Sailing in the Adriatic (Part Three): Mediterranean-Style Mooring & Revisiting Telašćica Park

(This is the third post on our sailing adventure from Pula to Kornati, Krka and Telašćica National Parks in late June 2020 after Covid-19 restrictions were lifted in Croatia. It focuses on the challenges of mooring, the interesting town of Veli Iz on the beautiful island of Iz and the Telašćica National Park.) 

Mooring in the Adriatic & the island of Iz

No doubt about it, mooring in European harbors is different that in the USA. It’s much more exciting and definitely a more concerted group activity. As we began our mooring in the town of Veli Iz on the island of Iz, we came up to the town’s quay wall where motorboats and sailboats were all side by side docked closely together.

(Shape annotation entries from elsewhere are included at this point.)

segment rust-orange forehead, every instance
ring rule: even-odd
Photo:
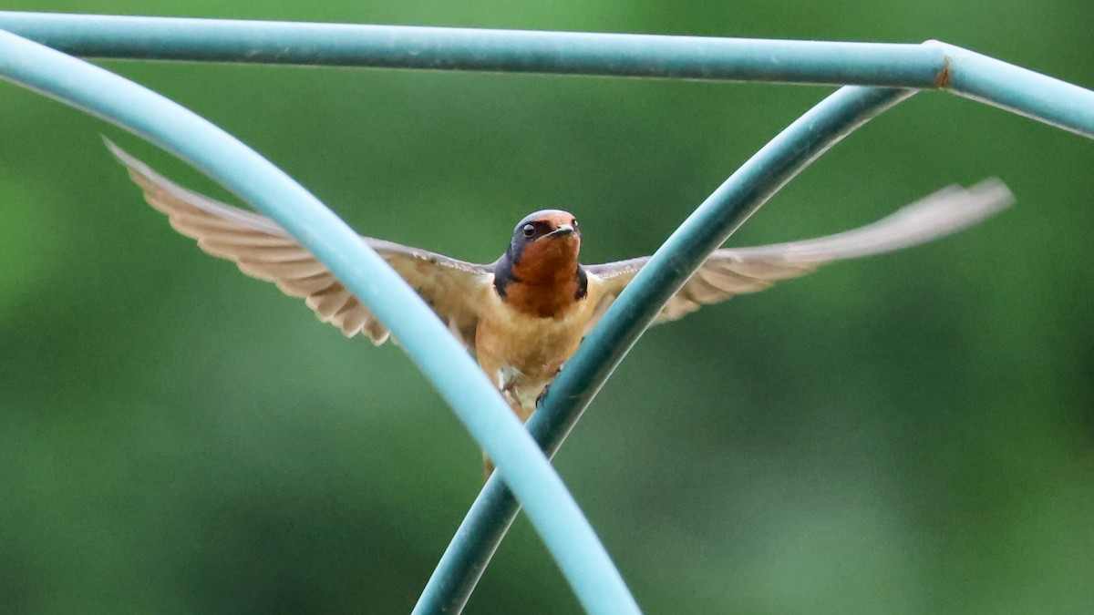
[[[524,220],[521,220],[521,223],[517,224],[517,228],[521,228],[528,222],[546,222],[555,228],[560,224],[573,223],[573,214],[569,211],[562,211],[561,209],[544,209],[543,211],[536,211],[526,216]]]

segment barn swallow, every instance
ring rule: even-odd
[[[248,276],[303,298],[323,322],[346,337],[381,345],[388,332],[311,253],[272,220],[190,192],[107,142],[114,155],[179,233]],[[1008,207],[998,179],[951,186],[873,224],[814,240],[714,251],[672,297],[655,323],[701,305],[763,290],[833,260],[870,256],[924,243],[976,224]],[[362,237],[415,288],[475,355],[521,420],[649,257],[581,265],[578,220],[558,209],[521,220],[504,254],[489,265],[457,260],[397,243]],[[492,465],[487,460],[487,475]]]

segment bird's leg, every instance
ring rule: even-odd
[[[562,365],[565,364],[566,363],[562,363]],[[550,376],[550,382],[548,382],[547,386],[544,386],[544,390],[539,392],[539,396],[536,397],[536,408],[539,407],[539,404],[543,403],[544,397],[547,396],[547,391],[550,390],[550,385],[555,382],[555,379],[558,378],[558,374],[562,373],[562,365],[559,365],[558,369],[555,370],[555,375]]]

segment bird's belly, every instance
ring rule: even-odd
[[[592,306],[579,301],[558,317],[547,318],[500,301],[493,308],[479,318],[475,353],[494,385],[517,398],[519,414],[531,414],[536,397],[581,345]]]

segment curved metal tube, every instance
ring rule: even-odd
[[[604,382],[702,260],[794,175],[852,130],[915,91],[848,86],[798,118],[730,176],[635,277],[551,383],[528,431],[554,456]],[[415,607],[458,613],[520,506],[490,478],[472,504]]]
[[[638,605],[550,463],[432,310],[296,182],[185,107],[104,69],[0,31],[0,77],[116,124],[193,164],[314,253],[392,330],[528,509],[591,613]]]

So close that their fenders, or the bumpers hanging from the side of the boat, are touching. A boat yard is directly in back of us with a lot of activity going on there. It’s not the prettiest place we’ve moored, but it’s close to the town, so it’s practical.

As we motored in, we had some difficulties coming into the berth because of the currents and we sort of gently made contact with the motor boat who we are docked next to on the quay. That’s a very diplomatic way of saying we almost crashed into them. A gentle crash though, nothing earth shattering because of the fenders. It’s like playing bumper cars with boats. Big, expensive boats. Yikes.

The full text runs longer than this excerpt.